Pour une bonne appréciation et mesurer l’écart qui sépare l’Algérie d’un autre pays considéré comme une place propice aux affaires, nous choisirons le Canada (classé 4e) pour comparer les données et constater le fossé qui reste à combler pour espérer qu’un jour les réformes tant promises seront réalité et dès lors souhaiter que les appels incessants et pathétiques de nos politiques soient entendus par les investisseurs.

A titre comparatif, nous incluons dans le tableau à la fin de cet article l’Afrique du Sud qui occupe la 30e place et ce, en tant que meilleur pays africain.

Ainsi, ce rapport de la Banque mondiale vient corroborer les discours et les colères du président de la République, comme il confirme les déclarations d’hommes politiques algériens qui disposent du recul suffisant pour donner des avis justifiés et qui n’ont eu de cesse de rappeler l’état de déliquescence de nombreux pans de l’économie nationale.

Il n’est point besoin de remettre en question la méthode et l’approche méthodologique utilisées car bien des institutions sans reproche ont par le passé réalisé des études similaires et leurs conclusions se rapprochent du même résultat que la SFI a obtenu. Dans ce cadre, il est utile de rappeler que, déjà en avril 2005, un important rapport établi par l’Institut Fraser de Vancouver (Canada) classait l’Algérie au 118e rang sur 123 pays examinés.

Dans ce classement l’Algérie (ex aequo avec le Venezuela) devançait seulement la République démocratique du Congo, la République centrafricaine, le Zimbabwe et Myanmar !
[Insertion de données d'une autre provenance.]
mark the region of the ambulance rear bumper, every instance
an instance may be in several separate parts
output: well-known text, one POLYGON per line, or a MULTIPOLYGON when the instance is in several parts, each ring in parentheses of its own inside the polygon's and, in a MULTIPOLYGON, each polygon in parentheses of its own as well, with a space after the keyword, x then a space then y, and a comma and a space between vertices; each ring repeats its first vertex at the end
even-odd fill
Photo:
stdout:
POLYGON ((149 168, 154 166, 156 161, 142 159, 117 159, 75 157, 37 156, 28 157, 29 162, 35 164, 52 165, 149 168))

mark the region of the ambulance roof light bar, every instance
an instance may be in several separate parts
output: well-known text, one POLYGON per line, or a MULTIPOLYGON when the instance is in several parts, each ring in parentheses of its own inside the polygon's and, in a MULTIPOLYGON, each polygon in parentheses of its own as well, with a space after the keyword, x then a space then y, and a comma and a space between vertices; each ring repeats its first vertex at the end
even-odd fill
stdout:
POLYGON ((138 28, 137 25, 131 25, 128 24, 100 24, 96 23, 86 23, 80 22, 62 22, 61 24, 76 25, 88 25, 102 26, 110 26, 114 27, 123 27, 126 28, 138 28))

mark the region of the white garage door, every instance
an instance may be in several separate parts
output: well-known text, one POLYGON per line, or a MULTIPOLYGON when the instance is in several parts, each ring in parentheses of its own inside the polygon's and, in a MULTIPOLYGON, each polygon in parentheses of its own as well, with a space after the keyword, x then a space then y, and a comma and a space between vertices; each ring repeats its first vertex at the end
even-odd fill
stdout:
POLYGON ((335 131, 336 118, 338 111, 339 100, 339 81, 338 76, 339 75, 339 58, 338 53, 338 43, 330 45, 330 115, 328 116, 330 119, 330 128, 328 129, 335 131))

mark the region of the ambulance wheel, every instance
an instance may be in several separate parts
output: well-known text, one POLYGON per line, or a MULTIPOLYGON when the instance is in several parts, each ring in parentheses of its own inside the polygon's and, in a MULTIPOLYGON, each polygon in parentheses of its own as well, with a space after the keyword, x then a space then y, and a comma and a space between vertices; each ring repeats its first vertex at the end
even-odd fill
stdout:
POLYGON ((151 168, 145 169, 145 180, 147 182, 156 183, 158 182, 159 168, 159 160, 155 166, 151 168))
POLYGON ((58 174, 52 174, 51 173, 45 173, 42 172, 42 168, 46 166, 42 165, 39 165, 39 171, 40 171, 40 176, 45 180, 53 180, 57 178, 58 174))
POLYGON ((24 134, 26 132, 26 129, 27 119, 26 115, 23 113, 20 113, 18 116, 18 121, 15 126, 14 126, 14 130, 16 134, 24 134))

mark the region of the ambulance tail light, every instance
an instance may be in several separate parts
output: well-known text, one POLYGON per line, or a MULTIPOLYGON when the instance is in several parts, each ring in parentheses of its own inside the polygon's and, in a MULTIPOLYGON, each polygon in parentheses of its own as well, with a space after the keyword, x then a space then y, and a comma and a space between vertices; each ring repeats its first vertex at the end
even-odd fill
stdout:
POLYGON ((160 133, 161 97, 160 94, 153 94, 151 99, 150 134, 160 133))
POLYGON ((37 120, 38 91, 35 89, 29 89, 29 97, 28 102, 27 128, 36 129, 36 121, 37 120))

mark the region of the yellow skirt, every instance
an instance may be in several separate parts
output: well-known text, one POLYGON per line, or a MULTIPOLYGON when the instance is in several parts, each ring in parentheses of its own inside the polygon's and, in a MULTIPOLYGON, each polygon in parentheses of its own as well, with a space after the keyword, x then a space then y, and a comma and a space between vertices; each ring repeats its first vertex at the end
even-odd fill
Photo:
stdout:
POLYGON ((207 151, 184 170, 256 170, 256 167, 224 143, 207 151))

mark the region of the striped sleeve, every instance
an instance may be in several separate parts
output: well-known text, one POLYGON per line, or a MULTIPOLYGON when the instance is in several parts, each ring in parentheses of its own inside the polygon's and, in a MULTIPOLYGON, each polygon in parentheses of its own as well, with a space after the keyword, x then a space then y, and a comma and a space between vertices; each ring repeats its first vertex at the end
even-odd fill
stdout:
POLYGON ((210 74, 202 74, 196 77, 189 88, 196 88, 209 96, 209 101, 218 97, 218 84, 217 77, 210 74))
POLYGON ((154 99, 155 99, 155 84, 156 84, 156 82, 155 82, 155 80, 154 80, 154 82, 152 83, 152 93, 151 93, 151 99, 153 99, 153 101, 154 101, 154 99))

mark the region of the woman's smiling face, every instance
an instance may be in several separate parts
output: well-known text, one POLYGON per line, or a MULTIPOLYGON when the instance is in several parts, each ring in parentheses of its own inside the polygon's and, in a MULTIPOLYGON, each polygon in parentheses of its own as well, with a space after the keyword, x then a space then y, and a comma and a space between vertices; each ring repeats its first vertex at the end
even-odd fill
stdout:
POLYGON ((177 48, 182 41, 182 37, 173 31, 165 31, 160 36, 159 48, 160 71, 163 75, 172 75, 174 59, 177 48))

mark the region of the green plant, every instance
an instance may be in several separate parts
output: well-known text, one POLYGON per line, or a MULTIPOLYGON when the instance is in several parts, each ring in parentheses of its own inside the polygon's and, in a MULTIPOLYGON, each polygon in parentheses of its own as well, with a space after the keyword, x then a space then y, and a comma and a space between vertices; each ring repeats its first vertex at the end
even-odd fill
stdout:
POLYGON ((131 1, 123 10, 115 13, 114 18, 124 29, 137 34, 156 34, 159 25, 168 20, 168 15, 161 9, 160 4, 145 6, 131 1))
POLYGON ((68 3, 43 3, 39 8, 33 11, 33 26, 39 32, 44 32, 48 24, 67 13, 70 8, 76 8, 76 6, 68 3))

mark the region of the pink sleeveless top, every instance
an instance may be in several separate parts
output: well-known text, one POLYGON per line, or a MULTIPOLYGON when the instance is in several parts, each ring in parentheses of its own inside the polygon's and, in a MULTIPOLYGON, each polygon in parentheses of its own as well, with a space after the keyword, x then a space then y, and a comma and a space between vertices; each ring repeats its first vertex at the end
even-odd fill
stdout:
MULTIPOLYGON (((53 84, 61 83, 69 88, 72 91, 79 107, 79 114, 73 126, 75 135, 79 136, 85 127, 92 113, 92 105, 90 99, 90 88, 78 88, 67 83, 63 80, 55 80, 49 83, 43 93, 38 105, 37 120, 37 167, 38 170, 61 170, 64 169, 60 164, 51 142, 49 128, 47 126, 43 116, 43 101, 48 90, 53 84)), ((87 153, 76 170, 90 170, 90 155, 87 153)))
Le rapport Fraser examinait alors «la liberté d’entreprendre dans le monde en 2004» et se basait sur des indicateurs tels que la taille du gouvernement, le contexte juridique et la protection du droit de propriété, la solidité et la fiabilité du système financier et bancaire, les entraves au commerce international et la libre circulation des capitaux, la réglementation du crédit, la propriété des banques, les taux d’intérêt, la législation du travail et le contrôle des prix.

Ces deux rapports, qui interviennent en l’espace d’une année, viennent asséner une vérité amère, bien difficile à digérer car s’il faut mesurer, avec le recul et le courage qui manquent à nos politiciens, la profondeur du fossé qui nous sépare des pays en haut du palmarès, alors il faut déclarer la révolution à tous ces goulets d’étranglement et commencer un travail sérieux de remise en question de tout le système administratif qui a fait le contraire de ce qui est attendu de lui.

Pourtant c’est bien simple : il suffit de fixer un objectif à atteindre, soit la 50e place par exemple et d'entamer les démarches pour cela. Q’est-ce qui empêche un gouvernement de réformer et de se donner les moyens de le faire ?

Mais là, il nous semble que c’est une tout autre question qui ne trouvera de réponse que si la volonté de réformer est ancrée au sein de l’administration car, entre le désir de réformer et la réalité du terrain, il y a tout un fossé à combler.